Nearly ten years ago, 20-year-old Adam Lanza murdered 28 Sandy Hook Elementary School students. The case finally concluded on February 16th, with the Connecticut State Supreme Court forcing gun manufacturing company Remington to pay $73 million to the families who had lost loved ones in the school shooting. While the current national conversation focuses on a possible Russian invasion of Ukraine and an insurrection by Canadian truckers, gun violence – an issue central to the American way of life – receives very little coverage. This article will cover the legacy of gun control following the Sandy Hook Massacre.
Despite efforts by former President Barack Obama and Democrats in Congress, the gun control discussion following the Sandy Hook Massacre resulted in no significant legislative changes. The sentiment can be best summed up in a comment from English columnist Daniel Pearce Jackson Hodges: “In retrospect, Sandy Hook marked the end of the US gun control debate. Once America decided killing children was bearable, it was over.”
While many political issues can feel out-of-touch to the wider public, gun violence is felt by nearly all – especially the youth of the country. I can clearly remember teachers in the weeks following the Sandy Hook shooting putting tape over all classroom windows, checking and double-checking to ensure that all doors were locked. Students practiced numerous lockdown drills, and schools added various bulletproof fortifications around campus. These are simply not experiences that students and teachers in a developed country should be forced to undergo.
I am not naïve enough to believe that certain gun control measures will prevent all gun violence. But those who witnessed the violence towards the nation’s youth at Sandy Hook and refuse to do anything are despicable. It is such a painful experience to have to risk one’s life to attend classes – a painful experience that happens in so few other developed countries.
Turning such powerful emotion into concrete policy is straightforward. The system for background checks must be strengthened and loopholes for purchase without background checks – such as gun shows – must be eliminated. While the freeze to federally fund research gun violence was ended in 2021, more federal money must be allocated for this research. And progress, although minimal, has occurred in the years following the shooting. For example, the Trump Administration took a powerful step to ban the purchase of bump stocks.
President Biden has not done enough to pass comprehensive gun control legislation to benefit the American people; when he has attempted to, resistance from Independent and Republican members of Congress has halted any meaningful progress. Most recently, the father of one of the students murdered in the Parkland shooting, scaled a crane near the White House to bring greater attention to gun violence and to blame President Biden for the lack of any such gun control legislation.
In the rare instances that the Biden administration has undertaken powerful measures to prevent gun violence, they have faced hardened opposition.
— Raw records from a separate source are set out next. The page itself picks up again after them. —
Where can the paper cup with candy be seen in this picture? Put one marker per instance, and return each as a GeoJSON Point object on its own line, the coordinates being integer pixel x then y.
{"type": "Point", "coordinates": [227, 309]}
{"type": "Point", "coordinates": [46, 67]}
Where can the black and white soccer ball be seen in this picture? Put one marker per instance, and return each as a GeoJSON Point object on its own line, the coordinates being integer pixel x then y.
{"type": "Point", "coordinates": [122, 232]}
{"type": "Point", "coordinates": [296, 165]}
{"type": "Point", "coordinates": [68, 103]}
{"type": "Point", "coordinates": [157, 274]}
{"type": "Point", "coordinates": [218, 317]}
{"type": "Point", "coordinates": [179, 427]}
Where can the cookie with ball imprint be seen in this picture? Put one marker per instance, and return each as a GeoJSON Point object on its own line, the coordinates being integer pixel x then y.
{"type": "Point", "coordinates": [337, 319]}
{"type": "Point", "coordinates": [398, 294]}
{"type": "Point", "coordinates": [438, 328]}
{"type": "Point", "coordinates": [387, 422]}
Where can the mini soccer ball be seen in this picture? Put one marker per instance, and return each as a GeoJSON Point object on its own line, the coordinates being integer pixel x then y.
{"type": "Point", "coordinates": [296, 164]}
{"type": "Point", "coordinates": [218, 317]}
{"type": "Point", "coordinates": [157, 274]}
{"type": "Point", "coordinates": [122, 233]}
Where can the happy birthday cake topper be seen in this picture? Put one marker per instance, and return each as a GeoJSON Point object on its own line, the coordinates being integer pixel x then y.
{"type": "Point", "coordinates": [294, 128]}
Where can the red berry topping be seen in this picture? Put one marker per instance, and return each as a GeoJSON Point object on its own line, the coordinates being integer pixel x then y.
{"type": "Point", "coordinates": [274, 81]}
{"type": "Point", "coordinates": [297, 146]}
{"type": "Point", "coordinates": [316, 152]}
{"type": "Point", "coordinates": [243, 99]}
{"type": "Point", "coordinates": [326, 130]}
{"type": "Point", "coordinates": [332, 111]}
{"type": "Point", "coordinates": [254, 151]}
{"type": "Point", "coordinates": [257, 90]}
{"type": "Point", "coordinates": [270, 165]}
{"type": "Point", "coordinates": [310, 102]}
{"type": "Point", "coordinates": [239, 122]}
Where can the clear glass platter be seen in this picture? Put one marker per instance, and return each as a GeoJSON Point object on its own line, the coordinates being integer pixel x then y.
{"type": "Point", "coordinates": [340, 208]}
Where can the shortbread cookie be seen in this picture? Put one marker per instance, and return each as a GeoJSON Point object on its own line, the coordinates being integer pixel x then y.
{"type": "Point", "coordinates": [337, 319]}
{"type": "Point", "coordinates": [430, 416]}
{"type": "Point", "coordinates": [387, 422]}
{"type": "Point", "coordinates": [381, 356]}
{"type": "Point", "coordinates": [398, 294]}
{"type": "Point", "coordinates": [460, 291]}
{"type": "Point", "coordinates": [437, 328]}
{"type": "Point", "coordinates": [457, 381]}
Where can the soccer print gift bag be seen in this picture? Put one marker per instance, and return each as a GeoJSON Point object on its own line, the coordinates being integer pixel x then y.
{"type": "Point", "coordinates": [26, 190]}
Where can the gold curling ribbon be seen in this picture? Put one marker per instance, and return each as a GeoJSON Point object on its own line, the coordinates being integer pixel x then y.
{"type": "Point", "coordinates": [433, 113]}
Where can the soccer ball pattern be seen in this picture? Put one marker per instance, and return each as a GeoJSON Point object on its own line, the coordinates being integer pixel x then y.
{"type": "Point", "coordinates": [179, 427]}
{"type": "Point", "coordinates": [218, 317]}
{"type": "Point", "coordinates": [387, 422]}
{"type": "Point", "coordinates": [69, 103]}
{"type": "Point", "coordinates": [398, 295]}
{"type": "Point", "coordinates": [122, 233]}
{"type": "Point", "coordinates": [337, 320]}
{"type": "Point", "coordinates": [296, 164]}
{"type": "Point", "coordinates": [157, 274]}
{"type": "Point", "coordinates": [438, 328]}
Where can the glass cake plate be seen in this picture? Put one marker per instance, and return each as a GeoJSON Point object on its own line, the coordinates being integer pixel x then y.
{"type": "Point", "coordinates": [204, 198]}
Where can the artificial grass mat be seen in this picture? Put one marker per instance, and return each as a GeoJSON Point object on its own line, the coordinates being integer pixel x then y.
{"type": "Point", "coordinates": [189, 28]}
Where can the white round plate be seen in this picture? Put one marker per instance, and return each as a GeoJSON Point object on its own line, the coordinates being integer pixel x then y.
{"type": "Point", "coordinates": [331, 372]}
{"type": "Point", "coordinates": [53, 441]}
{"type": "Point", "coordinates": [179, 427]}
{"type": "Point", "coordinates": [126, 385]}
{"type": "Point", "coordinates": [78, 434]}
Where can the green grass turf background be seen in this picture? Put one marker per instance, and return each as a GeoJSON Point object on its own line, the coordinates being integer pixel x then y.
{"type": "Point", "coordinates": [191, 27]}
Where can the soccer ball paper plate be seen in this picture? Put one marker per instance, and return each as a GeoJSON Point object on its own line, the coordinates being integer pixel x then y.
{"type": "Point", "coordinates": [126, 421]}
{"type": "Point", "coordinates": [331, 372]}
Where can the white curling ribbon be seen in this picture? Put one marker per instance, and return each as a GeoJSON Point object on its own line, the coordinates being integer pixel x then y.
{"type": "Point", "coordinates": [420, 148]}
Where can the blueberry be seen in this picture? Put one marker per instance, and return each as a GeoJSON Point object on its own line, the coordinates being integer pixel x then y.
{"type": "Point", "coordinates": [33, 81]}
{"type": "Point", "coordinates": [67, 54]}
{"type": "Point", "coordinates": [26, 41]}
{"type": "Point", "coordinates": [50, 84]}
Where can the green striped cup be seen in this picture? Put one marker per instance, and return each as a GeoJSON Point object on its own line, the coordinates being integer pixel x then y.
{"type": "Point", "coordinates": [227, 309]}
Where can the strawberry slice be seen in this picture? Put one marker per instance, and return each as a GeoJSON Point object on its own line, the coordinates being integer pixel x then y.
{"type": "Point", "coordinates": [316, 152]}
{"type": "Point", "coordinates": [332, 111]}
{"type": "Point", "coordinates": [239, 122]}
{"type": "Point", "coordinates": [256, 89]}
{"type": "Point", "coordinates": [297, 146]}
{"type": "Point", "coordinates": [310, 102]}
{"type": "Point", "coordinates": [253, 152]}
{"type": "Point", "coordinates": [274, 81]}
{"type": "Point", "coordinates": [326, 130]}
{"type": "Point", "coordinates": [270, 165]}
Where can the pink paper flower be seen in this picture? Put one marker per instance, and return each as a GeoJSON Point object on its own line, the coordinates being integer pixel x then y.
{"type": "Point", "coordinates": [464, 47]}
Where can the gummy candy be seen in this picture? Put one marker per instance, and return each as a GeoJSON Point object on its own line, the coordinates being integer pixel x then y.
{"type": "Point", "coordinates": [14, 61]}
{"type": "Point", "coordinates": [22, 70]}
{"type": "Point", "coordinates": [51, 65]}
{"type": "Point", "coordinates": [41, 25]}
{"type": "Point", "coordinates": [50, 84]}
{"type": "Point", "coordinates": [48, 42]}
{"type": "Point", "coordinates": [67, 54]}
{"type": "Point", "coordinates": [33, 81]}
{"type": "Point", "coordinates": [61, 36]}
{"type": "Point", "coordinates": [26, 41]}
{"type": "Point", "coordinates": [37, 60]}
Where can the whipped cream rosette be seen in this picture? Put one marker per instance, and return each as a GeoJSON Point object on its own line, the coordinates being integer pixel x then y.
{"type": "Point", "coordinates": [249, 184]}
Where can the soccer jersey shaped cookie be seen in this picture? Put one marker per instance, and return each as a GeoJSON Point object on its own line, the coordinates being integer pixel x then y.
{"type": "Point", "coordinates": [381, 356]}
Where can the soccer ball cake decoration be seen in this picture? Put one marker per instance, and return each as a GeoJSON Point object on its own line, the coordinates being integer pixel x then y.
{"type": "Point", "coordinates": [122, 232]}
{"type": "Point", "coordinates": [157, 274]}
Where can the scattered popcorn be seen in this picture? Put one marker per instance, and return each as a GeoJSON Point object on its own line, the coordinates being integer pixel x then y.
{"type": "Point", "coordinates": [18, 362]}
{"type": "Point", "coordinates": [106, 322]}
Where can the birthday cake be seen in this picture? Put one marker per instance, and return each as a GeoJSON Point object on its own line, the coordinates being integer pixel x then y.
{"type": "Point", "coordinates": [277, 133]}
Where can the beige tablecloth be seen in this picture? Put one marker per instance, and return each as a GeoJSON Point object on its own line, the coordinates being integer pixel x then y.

The president appointed longtime special agent of the Bureau of Alcohol, Tobacco, and Firearms David Chipman to be the director of the organization. In the department, Chipman worked as an advocate for banning assault weapons; he himself received a Bachelor of Science in Justice from American Studies. Yet, opposition from firearms organizations like the NRA and the politicians who are funded by these organizations caused President Biden to withdraw the nomination.
But there remains a great deal of hope in the movement for gun control legislation. The youth of this country serve as powerful leaders in a movement to provide solutions for gun violence. Powerful, youth-led organizations such as March for Our Lives, Students Demand Action, and Sandy Hook Promise continue to fight for progressive change and to end the horrific amounts of gun violence in the United States.
It is so disappointing that nearly ten years after the Sandy Hook Massacre and upon a conclusion to the lawsuit, so little has changed in the area of gun control.